A, changes in membrane potential (upper trace) in response to ramp current injections of varying sizes (lower trace) are shown in EUS motoneurones recorded with QX-314 in the micropipette. Depolarizing current sufficient to bring the V_m to approximately -47 mV resulted in an abrupt change in the slope of the membrane trajectory (indicated by continuous diagonal line). The middle current ramp was not of sufficient size to evoke this non-linear response. This animal had been given 4 mg kg⁻¹ 5-HTP prior to the recording. B, another EUS motoneurone displayed a non-linear membrane response with longer ramp injections; no 5-HTP had been administered in this animal. In A, the motoneurone resting V_m was -55 mV; in B it was -61 mV.

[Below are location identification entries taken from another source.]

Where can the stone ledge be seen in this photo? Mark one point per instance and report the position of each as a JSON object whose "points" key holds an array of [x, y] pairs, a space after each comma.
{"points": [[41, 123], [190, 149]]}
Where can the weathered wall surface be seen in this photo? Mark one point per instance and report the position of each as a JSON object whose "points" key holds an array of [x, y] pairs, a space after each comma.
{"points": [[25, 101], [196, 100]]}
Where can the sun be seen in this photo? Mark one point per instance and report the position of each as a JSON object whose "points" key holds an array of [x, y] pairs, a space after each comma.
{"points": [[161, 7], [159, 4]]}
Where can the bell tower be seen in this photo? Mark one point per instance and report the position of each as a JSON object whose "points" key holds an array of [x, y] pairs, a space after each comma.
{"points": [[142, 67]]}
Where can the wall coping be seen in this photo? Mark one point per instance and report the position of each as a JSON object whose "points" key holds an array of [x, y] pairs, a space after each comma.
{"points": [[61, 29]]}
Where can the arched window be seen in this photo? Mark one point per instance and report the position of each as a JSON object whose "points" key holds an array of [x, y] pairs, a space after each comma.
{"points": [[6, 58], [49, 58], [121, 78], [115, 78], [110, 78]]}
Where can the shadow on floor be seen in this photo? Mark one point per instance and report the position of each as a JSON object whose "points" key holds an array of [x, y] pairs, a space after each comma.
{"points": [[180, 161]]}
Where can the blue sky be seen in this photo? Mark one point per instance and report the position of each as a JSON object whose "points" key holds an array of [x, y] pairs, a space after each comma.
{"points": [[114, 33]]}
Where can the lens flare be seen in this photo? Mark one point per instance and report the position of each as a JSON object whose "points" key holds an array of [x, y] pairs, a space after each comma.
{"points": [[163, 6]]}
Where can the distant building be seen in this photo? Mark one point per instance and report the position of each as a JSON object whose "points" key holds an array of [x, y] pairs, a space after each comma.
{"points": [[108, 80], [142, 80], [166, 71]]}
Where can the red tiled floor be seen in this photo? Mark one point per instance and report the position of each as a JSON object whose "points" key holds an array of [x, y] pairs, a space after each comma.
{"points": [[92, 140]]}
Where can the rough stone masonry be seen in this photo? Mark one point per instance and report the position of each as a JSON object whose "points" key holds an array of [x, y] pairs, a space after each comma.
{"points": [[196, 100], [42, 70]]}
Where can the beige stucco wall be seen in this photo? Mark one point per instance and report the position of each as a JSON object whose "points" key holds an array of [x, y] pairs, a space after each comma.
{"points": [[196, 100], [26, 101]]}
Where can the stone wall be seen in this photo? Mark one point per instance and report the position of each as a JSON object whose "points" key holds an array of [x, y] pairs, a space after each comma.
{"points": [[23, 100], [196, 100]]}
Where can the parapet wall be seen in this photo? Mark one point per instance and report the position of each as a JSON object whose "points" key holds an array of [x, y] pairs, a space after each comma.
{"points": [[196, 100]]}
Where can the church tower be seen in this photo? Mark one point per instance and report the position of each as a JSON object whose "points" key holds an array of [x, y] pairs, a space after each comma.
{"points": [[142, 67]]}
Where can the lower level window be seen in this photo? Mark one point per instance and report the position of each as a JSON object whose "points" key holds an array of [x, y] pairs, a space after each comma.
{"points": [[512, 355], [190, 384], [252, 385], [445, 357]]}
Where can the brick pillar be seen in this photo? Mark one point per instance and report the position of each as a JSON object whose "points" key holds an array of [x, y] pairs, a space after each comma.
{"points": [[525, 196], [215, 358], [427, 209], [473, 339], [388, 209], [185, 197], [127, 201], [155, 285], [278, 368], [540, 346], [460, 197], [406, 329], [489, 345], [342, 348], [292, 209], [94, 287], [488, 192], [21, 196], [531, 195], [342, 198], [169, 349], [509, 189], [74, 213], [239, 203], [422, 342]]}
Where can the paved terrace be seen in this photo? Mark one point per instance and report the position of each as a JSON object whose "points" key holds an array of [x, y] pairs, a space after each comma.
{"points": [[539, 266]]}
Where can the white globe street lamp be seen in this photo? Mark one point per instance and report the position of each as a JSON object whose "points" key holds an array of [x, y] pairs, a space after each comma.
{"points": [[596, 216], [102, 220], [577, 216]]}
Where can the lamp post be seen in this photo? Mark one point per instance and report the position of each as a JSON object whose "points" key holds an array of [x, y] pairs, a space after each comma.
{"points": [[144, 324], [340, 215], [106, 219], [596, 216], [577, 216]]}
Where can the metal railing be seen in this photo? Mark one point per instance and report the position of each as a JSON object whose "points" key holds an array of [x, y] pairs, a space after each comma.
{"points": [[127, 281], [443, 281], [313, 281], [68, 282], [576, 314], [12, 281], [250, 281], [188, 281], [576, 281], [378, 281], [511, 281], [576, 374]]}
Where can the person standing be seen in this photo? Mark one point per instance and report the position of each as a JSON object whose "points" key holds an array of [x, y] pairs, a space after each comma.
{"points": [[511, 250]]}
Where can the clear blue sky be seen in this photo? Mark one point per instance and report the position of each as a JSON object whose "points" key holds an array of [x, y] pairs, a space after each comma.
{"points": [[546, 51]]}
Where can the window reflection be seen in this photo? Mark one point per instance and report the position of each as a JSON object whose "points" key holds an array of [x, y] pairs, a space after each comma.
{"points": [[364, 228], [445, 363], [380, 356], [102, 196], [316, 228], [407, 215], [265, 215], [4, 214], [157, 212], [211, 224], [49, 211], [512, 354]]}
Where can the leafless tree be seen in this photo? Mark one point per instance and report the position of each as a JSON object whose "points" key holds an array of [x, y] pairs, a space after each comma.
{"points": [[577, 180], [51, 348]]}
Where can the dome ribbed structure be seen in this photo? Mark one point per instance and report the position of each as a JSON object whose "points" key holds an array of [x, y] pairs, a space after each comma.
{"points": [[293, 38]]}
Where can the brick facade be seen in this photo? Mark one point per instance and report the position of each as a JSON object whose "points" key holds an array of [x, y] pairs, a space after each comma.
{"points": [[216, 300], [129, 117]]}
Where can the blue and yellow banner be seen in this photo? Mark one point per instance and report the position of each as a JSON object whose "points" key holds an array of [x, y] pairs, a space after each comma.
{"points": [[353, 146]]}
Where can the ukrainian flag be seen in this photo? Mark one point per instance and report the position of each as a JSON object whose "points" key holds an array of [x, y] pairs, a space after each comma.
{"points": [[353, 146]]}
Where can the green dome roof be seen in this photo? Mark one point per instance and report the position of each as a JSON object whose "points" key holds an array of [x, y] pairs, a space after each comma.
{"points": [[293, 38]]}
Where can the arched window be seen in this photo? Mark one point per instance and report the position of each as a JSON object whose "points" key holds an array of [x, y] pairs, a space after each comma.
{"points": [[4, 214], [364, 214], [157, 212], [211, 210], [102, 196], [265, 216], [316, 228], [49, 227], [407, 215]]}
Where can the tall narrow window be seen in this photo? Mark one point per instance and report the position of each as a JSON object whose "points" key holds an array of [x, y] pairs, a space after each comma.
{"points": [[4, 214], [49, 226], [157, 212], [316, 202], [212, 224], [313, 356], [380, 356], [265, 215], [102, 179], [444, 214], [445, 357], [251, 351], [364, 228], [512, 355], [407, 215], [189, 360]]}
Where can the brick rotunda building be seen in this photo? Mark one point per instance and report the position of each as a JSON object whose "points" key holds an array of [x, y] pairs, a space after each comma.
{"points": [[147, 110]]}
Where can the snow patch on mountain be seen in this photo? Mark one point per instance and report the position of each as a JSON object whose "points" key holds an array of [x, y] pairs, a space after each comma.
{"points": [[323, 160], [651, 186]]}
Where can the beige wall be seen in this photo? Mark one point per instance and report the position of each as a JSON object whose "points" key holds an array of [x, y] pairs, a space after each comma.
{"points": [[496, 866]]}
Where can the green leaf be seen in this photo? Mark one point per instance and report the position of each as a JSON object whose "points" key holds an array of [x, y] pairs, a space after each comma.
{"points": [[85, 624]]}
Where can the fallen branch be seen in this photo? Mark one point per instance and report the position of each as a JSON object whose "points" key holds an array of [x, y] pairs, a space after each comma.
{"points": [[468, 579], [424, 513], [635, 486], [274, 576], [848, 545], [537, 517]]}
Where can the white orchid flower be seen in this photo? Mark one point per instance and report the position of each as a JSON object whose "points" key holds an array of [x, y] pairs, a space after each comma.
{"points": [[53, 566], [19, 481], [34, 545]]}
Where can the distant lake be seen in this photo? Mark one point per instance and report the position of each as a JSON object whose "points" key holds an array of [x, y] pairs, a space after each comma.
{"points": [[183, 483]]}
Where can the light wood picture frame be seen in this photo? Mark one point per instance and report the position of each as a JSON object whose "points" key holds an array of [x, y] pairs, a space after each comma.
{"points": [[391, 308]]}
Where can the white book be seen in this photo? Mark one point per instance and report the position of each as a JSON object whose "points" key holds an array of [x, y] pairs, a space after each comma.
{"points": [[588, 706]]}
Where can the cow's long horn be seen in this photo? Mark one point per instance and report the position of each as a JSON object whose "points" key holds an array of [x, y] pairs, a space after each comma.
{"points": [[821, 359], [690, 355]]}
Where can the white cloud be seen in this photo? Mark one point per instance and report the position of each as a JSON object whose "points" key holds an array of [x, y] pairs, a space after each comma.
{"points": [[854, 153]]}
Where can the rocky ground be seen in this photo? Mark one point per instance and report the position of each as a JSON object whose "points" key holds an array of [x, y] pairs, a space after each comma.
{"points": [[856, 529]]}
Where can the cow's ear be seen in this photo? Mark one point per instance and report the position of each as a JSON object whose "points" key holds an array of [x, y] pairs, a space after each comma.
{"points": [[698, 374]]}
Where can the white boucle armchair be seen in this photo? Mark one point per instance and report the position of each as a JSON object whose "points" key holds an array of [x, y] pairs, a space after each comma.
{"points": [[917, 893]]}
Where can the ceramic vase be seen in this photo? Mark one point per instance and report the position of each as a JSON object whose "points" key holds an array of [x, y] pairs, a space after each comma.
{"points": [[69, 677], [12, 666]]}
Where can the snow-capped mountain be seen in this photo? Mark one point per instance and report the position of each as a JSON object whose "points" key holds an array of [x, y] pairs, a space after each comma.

Figure 5. Persistent membrane depolarization in response to depolarizing square wave pulses

In this pudendal motoneurone (resting V_m -43 mV), depolarizing pulses produced a persistent membrane depolarization of several millivolts. The depolarization was terminated by a hyperpolarizing current injection longer than 200 ms (*) but not by a very brief pulse of the same amplitude. QX-314 (50 mM) was included in the recording micropipette solution. This animal had received 8 mg kg⁻¹ 5-HTP ≈40 min prior to the recording.